Conor Friedersdorf is himself an American journalist, as a staff writer for The Atlantic. He agrees that there’s a disconnect between journalists and the population at large, but he sees that disconnect as having to do less with excessive coverage of, say, private-school controversies and more with a shift in journalists’ understanding of the social purpose of their work. Whereas the governing ethos of American journalism was once to report accurately and fearlessly on matters of public concern (“all the news that’s fit to print”)—which might include investigative exposés of corruption or other malfeasance—it’s increasingly to support moral judgments, sometimes on apparently arbitrary matters like now-offensive content in old TV comedy shows. Meanwhile, today, American journalists tend to come into their profession by way of liberal arts colleges and internships, rather than through traditional apprenticeships at local newspapers. All of which, Friedersdorf says, affects their sense not just of what they ought to cover but where moral urgency in their work lies.

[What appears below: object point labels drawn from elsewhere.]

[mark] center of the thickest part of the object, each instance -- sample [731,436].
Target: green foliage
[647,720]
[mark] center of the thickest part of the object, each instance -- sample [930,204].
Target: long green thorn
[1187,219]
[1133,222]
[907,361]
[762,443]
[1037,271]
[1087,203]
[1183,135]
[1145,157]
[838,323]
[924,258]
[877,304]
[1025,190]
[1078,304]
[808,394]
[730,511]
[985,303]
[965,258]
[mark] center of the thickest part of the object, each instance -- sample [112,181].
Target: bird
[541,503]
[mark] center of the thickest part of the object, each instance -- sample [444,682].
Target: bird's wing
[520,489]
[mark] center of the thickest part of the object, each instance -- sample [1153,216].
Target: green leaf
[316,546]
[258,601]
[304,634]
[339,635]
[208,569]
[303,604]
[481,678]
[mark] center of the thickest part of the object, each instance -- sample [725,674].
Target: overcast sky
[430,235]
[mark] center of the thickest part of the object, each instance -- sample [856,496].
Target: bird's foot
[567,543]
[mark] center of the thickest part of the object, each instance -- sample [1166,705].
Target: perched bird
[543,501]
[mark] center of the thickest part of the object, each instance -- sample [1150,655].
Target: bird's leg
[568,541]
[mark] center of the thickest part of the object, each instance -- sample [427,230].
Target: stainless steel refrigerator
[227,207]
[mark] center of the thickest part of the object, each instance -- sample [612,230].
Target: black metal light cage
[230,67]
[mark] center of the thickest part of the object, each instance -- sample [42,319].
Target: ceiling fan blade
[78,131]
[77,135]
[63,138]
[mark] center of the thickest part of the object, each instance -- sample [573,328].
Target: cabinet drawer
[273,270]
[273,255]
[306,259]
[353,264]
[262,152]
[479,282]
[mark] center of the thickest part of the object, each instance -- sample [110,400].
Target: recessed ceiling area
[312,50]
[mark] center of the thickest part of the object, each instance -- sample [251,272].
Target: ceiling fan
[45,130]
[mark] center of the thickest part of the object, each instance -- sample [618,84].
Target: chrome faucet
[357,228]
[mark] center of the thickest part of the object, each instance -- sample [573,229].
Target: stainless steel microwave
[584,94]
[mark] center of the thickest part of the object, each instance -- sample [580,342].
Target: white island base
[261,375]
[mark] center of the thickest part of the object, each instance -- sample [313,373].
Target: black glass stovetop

Phoebe Maltz Bovy: What do readers want from journalism? And are they getting it?
Conor Friedersdorf: One approach to journalism is to think of yourself as a person with a platform and authority and influence, and to use those things to tell the reader what the truth is, and what is just, and what is moral, and to shape a public consensus in a way that advances social justice. I don’t think that is an approach that most people want. It’s certainly not the approach that I think of my readers as having.